Another relevant questions is how many matches and near-matches there are. This can be calculated as follows:
db_summary <- dbCompare(dbExample, hit = 6, trace = FALSE)
db_summary
#> Summary matrix
#> partial
#> match 0 1 2 3 4 5 6 7 8 9 10
#> 0 102 1368 7122 21878 44189 59463 54601 34203 13571 3281 353
#> 1 206 2114 10013 26084 43656 47418 34320 15463 4145 472
#> 2 165 1477 5710 12566 17049 14642 7570 2220 310
#> 3 72 556 1821 3250 3361 2135 719 116
#> 4 22 149 360 493 379 156 34
#> 5 6 19 44 41 26 5
#> 6 0 2 3 0 0
#> 7 0 0 0 0
#> 8 0 0 0
#> 9 0 0
#> 10 0
#>
#> Profiles with at least 6 matching loci
#> id1 id2 match partial
#> 1 153 687 6 2
#> 2 625 641 6 2
#> 3 694 855 6 2
#> 4 379 560 6 1
#> 5 422 881 6 1The hit argument returns pairs of profiles that fully match at
hit (here 6) or more loci.
The summary matrix gives the number of pairs mathcing/partially-matching at ((i,j)) loci.

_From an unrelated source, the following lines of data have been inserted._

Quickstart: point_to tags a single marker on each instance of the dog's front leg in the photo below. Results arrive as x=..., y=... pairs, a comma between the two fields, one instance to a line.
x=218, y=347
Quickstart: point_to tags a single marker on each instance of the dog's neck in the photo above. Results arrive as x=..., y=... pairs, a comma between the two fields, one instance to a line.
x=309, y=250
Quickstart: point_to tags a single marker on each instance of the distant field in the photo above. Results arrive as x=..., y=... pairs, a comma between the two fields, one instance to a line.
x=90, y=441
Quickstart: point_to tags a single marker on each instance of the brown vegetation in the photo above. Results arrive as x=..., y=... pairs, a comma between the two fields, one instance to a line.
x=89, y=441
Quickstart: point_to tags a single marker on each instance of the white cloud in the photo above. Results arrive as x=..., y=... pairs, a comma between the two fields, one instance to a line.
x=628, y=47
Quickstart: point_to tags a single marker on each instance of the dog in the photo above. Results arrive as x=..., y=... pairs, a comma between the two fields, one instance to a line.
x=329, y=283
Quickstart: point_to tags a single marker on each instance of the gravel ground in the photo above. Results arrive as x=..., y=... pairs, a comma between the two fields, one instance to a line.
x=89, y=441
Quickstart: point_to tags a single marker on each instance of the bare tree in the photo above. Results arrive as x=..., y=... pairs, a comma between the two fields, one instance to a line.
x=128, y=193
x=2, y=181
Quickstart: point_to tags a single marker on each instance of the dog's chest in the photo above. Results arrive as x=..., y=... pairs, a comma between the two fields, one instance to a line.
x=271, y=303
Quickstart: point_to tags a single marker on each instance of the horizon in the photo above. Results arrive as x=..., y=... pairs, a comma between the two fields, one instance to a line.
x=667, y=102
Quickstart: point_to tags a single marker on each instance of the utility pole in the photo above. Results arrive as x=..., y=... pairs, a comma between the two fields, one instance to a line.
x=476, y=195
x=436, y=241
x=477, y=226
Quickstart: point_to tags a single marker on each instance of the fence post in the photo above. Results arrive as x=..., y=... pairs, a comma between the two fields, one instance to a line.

For example the row
partial
match 0 1 2 3 4 5 6 7 8 9 10
5 6 19 44 41 26 5 means that there are 6+19+44+41+26+5 = 141 pairs of profiles matching exactly at 5 loci. Conditional on those 5 matches, there are 6 pairs not matching on the remaining 5 loci, 19 pairs partial matching on 1 locus and not matching on the remaining 4 loci, and so on.